Sağlık
KISIRLIK (INFERTILITE) ve TÜP BEBEK TEDAVİSİNDE NÖRALTERAPİ’NİN YERİ
Bilimsel çalışmalar, stresin infertiliteye neden olabileceğini; infertilitenin ve bu süreçte yaşananların da depresyona ve anksiyeteye neden olduğunu göstermektedir.
Bu aslında tıpkı yumurta - tavuk hikâyesi gibi. Stres bir yandan gebe kalma ve sürdürme olasılığını azaltırken, öbür taraftan da çocuk sahibi olamamak da stresi artırabilmektedir. Yapılan çalışmalarda, çocuk sahibi olamayan çiftler ile kanser ve AIDS hastaları karşılaştırıldığında benzer oranda kaygı ve depresyon görülmüştür.

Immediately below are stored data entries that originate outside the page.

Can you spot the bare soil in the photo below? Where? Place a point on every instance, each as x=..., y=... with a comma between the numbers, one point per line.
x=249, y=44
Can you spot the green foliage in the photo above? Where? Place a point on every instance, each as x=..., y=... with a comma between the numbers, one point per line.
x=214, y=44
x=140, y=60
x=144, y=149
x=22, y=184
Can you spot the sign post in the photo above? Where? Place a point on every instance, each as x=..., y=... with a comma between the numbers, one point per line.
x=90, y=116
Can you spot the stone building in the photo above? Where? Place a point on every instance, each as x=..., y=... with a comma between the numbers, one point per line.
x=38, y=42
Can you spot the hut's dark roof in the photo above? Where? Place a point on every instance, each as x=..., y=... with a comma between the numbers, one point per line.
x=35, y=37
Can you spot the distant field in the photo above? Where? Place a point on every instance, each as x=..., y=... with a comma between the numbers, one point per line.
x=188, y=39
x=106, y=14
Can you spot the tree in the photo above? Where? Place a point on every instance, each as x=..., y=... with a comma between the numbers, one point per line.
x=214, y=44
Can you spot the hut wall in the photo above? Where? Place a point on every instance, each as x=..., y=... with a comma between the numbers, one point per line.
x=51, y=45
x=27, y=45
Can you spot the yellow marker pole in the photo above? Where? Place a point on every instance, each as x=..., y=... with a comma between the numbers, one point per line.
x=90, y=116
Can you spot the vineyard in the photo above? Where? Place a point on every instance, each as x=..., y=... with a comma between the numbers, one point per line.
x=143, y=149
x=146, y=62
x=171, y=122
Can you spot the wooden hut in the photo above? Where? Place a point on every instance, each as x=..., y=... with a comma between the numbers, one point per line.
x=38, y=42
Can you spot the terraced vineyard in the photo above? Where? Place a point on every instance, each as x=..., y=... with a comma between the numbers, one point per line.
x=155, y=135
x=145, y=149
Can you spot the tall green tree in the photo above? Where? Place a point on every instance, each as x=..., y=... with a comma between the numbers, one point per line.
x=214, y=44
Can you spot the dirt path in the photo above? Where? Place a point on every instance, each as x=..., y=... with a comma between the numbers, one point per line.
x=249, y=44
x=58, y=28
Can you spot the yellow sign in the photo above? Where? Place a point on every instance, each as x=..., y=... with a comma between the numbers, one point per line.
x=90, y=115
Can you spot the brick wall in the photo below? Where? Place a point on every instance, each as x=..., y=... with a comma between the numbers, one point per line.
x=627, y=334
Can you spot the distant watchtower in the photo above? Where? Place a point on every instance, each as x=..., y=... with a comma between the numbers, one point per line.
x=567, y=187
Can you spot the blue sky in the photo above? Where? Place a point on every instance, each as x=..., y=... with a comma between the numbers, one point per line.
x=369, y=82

Uzun bir süredir kısırlık tedavisi ve getirdiklerinin stresi altında olan beden ve ruh, normal düzenine geri dönmekte zorlanmaktadır. Böylece bazı kronik ağrılar (migren, sırt, boyun ağrıları gibi) oluşabilmektedir. Bağışıklık sistemi zayıflamakta ve anne adayımız hastalıklara daha açık hale gelmektedir. Uyku problemleri, kronik yorgunluk, sinirlilik, özgüven kaybı- kendini beğenmemek ve cinsellikten zevk almamak gibi sorunlar da ortaya çıkmaktadır.

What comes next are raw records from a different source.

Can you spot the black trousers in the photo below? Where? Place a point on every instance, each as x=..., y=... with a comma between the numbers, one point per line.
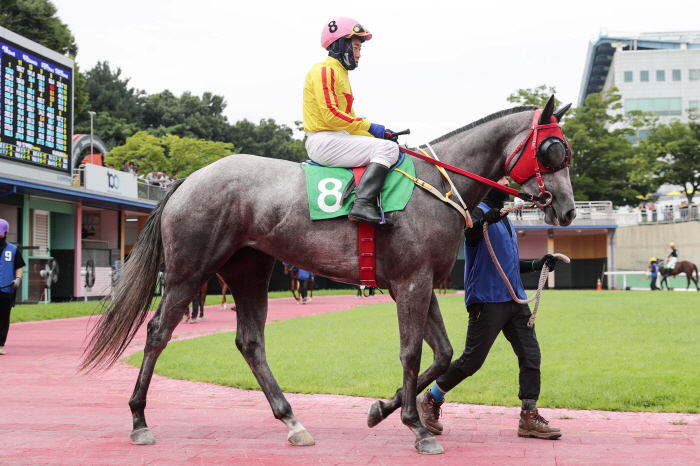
x=486, y=321
x=5, y=310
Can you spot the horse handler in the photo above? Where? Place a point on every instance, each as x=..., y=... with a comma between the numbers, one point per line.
x=11, y=264
x=492, y=310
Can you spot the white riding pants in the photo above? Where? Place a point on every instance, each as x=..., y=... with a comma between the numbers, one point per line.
x=342, y=149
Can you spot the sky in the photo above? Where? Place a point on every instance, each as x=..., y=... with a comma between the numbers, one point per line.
x=431, y=66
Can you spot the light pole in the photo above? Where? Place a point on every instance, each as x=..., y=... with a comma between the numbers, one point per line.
x=92, y=114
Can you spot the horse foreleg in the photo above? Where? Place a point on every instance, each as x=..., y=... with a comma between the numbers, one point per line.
x=160, y=329
x=248, y=275
x=413, y=304
x=436, y=337
x=222, y=284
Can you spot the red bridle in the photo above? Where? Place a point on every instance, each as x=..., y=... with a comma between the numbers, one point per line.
x=529, y=162
x=525, y=171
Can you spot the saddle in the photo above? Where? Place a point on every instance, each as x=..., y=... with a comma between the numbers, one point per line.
x=331, y=195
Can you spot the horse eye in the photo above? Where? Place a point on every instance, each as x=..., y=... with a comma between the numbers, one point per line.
x=552, y=153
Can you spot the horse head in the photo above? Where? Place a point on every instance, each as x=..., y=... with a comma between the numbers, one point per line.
x=539, y=160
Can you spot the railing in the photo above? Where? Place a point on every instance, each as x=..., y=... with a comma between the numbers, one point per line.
x=658, y=215
x=152, y=192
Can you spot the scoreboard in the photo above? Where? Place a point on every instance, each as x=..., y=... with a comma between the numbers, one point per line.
x=36, y=108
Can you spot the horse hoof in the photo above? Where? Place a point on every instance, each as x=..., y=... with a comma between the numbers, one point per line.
x=429, y=446
x=374, y=414
x=142, y=437
x=301, y=438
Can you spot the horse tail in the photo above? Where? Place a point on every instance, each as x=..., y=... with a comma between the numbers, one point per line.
x=127, y=308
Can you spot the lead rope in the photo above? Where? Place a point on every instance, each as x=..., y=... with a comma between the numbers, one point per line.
x=543, y=275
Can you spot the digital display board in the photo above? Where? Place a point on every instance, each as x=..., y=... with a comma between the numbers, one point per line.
x=36, y=108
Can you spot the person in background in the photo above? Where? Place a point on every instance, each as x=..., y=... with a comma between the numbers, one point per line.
x=11, y=264
x=304, y=278
x=152, y=178
x=672, y=257
x=493, y=310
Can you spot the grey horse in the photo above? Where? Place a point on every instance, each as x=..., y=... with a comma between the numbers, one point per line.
x=236, y=216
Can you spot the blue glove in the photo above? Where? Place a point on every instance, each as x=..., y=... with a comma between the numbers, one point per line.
x=377, y=130
x=389, y=135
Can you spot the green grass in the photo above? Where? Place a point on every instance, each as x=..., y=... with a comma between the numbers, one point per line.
x=600, y=350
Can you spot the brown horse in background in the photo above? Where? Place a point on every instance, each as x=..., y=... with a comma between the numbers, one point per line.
x=295, y=282
x=686, y=267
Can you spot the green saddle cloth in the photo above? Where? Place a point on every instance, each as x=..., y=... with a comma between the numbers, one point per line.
x=325, y=187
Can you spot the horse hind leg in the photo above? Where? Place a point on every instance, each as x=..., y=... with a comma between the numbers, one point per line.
x=160, y=329
x=437, y=339
x=248, y=274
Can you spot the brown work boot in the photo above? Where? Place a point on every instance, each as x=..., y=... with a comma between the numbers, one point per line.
x=535, y=426
x=429, y=411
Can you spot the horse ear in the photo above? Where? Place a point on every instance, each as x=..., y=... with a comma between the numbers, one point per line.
x=559, y=114
x=546, y=115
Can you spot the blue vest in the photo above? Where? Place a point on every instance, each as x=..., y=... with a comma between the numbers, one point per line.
x=7, y=267
x=482, y=282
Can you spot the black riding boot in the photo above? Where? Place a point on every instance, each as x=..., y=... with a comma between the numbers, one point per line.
x=371, y=183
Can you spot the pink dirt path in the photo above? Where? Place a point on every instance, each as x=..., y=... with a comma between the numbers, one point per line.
x=49, y=415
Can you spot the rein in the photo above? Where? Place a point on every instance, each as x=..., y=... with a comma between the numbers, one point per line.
x=511, y=191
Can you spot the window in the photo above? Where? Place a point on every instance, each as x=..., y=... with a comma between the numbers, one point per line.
x=660, y=106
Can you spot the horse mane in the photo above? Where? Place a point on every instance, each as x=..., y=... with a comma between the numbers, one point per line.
x=486, y=119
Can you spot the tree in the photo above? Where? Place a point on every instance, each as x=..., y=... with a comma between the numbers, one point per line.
x=36, y=20
x=173, y=153
x=189, y=115
x=268, y=139
x=109, y=92
x=537, y=96
x=112, y=131
x=671, y=155
x=602, y=151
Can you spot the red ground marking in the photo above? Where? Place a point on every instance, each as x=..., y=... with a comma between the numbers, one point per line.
x=50, y=415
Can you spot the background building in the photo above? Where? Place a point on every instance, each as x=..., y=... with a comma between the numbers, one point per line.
x=654, y=72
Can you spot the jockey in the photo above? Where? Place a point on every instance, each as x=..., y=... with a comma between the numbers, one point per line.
x=672, y=257
x=335, y=137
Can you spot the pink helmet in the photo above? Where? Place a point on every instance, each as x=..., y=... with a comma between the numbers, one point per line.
x=339, y=28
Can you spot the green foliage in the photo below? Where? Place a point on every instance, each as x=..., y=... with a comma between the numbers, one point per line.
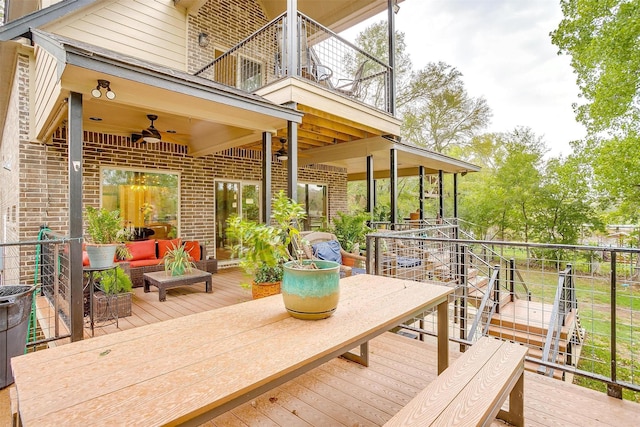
x=263, y=248
x=103, y=226
x=351, y=230
x=114, y=283
x=178, y=261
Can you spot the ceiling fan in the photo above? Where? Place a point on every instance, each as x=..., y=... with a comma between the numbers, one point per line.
x=150, y=134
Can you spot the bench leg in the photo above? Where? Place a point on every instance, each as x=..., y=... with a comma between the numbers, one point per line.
x=363, y=358
x=515, y=416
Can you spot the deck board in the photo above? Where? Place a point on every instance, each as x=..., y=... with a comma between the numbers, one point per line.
x=343, y=393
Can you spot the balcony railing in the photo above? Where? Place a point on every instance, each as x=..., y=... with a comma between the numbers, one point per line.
x=574, y=306
x=324, y=59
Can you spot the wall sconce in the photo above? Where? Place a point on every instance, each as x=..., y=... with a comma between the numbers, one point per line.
x=203, y=39
x=282, y=154
x=104, y=84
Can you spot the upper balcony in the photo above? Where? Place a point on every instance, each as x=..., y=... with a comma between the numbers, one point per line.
x=314, y=68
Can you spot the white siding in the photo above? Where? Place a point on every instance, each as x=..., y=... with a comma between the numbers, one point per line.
x=151, y=30
x=46, y=88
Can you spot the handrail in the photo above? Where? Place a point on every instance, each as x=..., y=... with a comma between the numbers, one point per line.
x=483, y=304
x=556, y=321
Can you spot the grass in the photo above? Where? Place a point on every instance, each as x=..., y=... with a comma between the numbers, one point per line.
x=594, y=308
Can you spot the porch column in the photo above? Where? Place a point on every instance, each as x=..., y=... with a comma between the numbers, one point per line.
x=391, y=108
x=455, y=202
x=292, y=37
x=393, y=181
x=421, y=198
x=292, y=164
x=371, y=189
x=74, y=142
x=441, y=193
x=267, y=154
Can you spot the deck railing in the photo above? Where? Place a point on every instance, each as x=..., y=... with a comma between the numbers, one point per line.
x=599, y=290
x=323, y=57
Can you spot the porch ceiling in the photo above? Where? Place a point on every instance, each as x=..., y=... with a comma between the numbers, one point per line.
x=353, y=156
x=335, y=14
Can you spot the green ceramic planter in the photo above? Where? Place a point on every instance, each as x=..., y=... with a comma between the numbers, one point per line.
x=311, y=294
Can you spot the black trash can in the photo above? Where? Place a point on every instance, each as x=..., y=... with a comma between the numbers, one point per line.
x=15, y=309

Transfer döneminde uygulanan nöralterapi; anne adayının kaygılarını, korkularını ve stresini azaltarak daha huzurlu, rahat ve gevşemiş halde transfer sürecini geçirmesine anlamlı katkı sağlamaktadır. Ayrıca nöralterapi ile rahme giden kan akımı artmakta ve böylece rahmin kasılmasının azaltılması hedeflenmektedir. Ayrıca bağışıklık sisteminin güçlendirmesi ile hem kadın daha sağlıklı olmakta hem de embriyonun rahme tutunması için uygun ortam oluşturulmaktadır.
Aslında bu aşamadan önce anne adayları, genel sağlıklarının iyileştirilmesi ve hazırlık için tedaviye alınmalıdır. Özellikle birkaç kez başarısız denemeleri olan adaylarda, “Bozucu alan” tedavi yaklaşımı ile 4 haftalık bir ön hazırlık son derece faydalı olacaktır.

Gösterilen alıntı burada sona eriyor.